Dem Nichteingreifen folgt oft ein Trauma
Der Verein "Kommunale Kriminalprävention Rhein-Neckar" lehrt Mut - Vor allem mentale Hürden vorm Helfen
Von Stefan Hagen
Heidelberg/Rhein-Neckar. Was ist denn da vorne los? Was will der Kerl von der Frau? Warum hilft denn niemand? Soll ich eingreifen? Aber was ist, wenn ich selbst in Gefahr gerate? Was soll ich bloß tun? Fragen, die einem im Ernstfall binnen Sekundenbruchteilen durch den Kopf schießen. Helfen oder wegschauen? Diese Entscheidung muss jeder für sich selbst treffen - und anschließend damit leben.

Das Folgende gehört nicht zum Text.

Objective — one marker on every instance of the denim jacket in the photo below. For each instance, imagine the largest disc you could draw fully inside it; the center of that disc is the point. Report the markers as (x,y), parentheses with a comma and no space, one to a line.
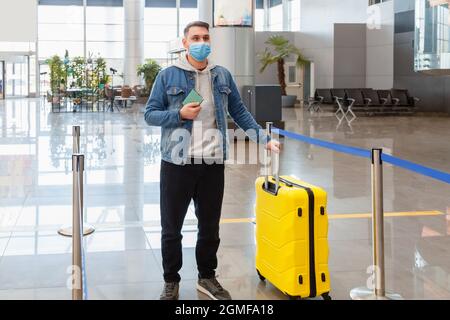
(169,90)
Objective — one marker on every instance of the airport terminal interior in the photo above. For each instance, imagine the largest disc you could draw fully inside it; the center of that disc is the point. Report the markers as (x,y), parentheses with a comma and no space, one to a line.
(374,74)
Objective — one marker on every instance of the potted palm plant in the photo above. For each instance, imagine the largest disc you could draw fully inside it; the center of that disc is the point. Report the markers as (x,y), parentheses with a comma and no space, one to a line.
(149,70)
(281,49)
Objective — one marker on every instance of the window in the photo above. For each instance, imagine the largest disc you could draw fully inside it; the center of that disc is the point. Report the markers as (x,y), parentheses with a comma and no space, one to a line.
(278,15)
(60,28)
(275,15)
(259,16)
(160,25)
(294,15)
(105,33)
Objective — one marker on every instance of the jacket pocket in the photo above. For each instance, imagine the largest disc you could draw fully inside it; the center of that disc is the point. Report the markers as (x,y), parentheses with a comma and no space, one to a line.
(175,96)
(224,92)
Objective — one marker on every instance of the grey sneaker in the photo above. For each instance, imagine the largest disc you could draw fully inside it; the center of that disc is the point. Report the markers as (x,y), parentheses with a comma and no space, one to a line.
(213,289)
(170,291)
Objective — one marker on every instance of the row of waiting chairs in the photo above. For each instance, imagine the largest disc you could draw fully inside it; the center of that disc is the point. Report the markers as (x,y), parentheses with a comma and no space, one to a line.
(367,100)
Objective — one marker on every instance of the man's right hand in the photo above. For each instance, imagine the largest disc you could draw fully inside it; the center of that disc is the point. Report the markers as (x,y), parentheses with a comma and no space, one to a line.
(190,111)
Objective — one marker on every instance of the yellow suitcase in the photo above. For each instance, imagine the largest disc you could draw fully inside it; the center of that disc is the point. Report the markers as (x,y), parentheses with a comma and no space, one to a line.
(292,237)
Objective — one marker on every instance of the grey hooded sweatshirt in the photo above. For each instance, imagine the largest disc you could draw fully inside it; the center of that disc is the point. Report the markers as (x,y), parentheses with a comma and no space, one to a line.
(205,138)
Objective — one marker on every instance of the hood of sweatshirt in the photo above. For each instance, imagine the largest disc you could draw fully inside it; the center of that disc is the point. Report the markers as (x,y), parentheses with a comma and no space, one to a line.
(184,64)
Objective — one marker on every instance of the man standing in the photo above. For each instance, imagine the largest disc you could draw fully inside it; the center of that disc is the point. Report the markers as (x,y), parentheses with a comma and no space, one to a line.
(196,170)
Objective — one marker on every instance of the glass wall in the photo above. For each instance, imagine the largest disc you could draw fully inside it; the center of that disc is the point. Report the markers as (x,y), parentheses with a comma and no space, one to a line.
(281,15)
(259,15)
(275,15)
(432,44)
(61,27)
(105,33)
(294,15)
(161,25)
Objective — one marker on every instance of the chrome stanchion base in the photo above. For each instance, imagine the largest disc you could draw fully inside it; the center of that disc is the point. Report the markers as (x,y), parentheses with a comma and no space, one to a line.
(368,294)
(67,231)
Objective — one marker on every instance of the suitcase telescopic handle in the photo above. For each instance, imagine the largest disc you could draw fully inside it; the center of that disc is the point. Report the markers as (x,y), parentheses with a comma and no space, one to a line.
(275,163)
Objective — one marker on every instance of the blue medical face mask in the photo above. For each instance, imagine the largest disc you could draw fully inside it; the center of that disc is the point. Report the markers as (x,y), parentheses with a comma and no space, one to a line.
(199,51)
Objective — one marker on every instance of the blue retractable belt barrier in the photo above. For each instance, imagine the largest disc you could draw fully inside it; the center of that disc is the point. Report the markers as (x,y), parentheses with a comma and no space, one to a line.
(328,145)
(408,165)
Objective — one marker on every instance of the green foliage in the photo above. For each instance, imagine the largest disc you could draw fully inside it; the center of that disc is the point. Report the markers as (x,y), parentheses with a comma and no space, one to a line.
(149,70)
(280,50)
(57,73)
(79,71)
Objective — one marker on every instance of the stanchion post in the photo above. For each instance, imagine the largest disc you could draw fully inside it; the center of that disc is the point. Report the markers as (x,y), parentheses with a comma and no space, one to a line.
(267,153)
(378,222)
(76,139)
(77,222)
(87,229)
(378,292)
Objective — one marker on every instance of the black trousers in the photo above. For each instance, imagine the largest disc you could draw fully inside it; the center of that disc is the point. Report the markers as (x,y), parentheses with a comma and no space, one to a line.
(204,183)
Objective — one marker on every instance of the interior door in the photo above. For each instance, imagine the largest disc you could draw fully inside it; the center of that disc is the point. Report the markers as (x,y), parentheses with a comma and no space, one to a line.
(17,77)
(2,80)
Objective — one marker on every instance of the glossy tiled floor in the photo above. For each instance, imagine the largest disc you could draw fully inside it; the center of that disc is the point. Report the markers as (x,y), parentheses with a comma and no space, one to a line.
(122,195)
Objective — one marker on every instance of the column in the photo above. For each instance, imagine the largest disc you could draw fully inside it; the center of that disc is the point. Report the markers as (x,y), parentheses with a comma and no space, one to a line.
(134,40)
(232,47)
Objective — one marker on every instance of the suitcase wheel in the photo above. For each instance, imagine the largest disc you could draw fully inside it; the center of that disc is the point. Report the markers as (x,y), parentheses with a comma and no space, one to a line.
(326,296)
(260,276)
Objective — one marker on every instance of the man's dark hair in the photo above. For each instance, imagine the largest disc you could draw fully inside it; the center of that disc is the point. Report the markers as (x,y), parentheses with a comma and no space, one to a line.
(195,24)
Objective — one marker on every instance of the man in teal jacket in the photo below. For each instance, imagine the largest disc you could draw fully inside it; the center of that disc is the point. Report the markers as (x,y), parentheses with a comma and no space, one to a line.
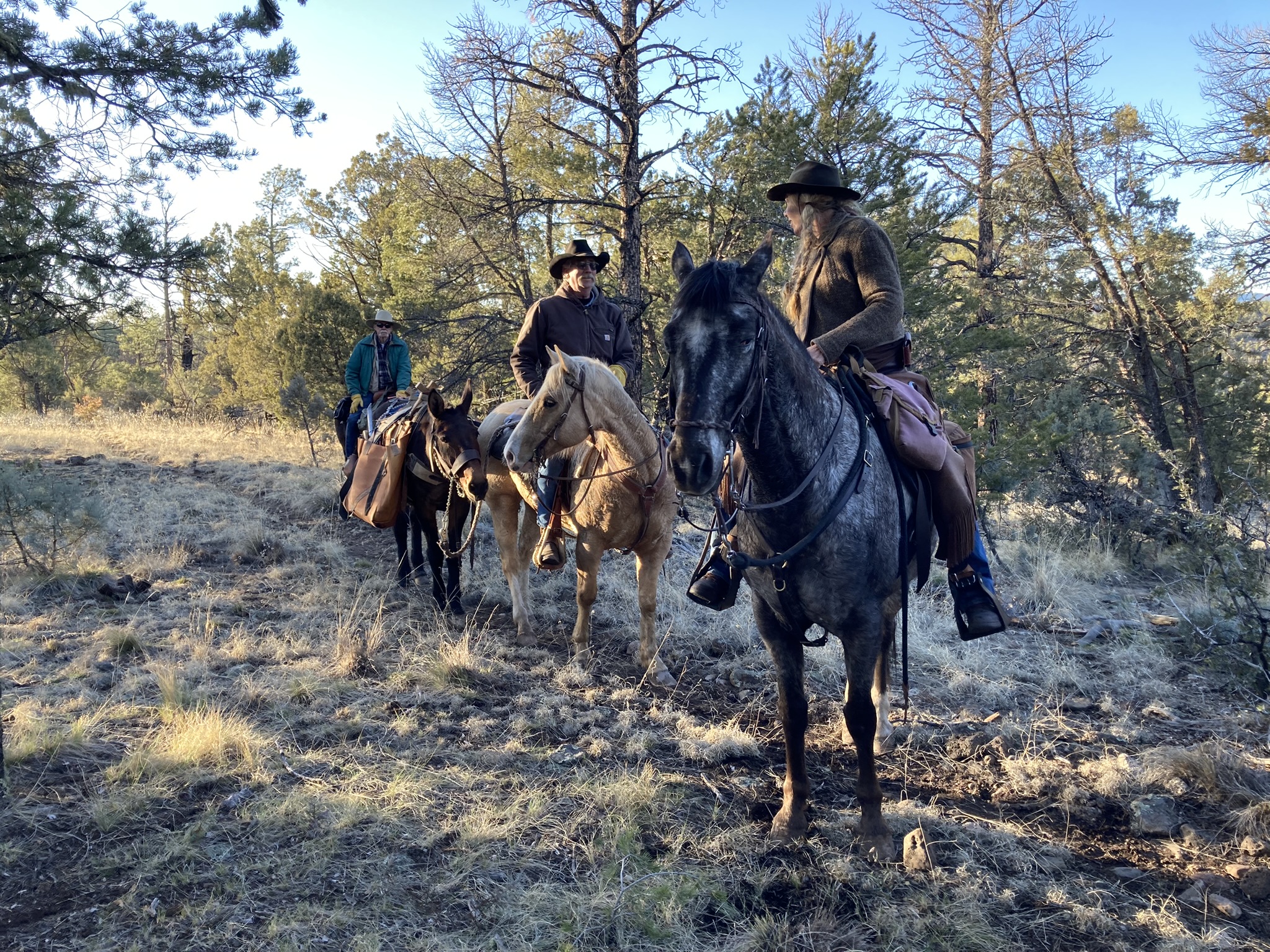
(380,363)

"Leute, die nicht helfen, sind hinterher oftmals richtiggehend traumatisiert", weiß Erster Kriminalhauptkommissar Günther Bubenitschek. "Hätte ich doch bloß", diesen Selbstvorwurf habe er von Betroffenen oft gehört. Er könne gut verstehen, was in diesen Menschen vorgehe, schließlich müsse man in einer brenzligen Situation vor dem Eingreifen vor allem mental einige Hürden überwinden.
"Viele Menschen wissen einfach nicht, wie sie reagieren sollen", sagt der frühere Geschäftsführer des Vereins "Kommunale Kriminalprävention Rhein-Neckar". "Aber Zivilcourage kann man lernen", betont der Kriminalbeamte. Anlässlich des 20-jährigen Jubiläums des Vereins in diesem Jahr möchte Bubenitschek nun zusammen mit Stefanie Ferdinand, Erziehungswissenschaftlerin und Theaterpädagogin, 25 RNZ-Leser im Rahmen eines exklusiven Zivilcouragetrainings am Dienstag, 17. April, 18.30 Uhr, in der Heidelberger Neugasse, "fit für den Ernstfall" machen.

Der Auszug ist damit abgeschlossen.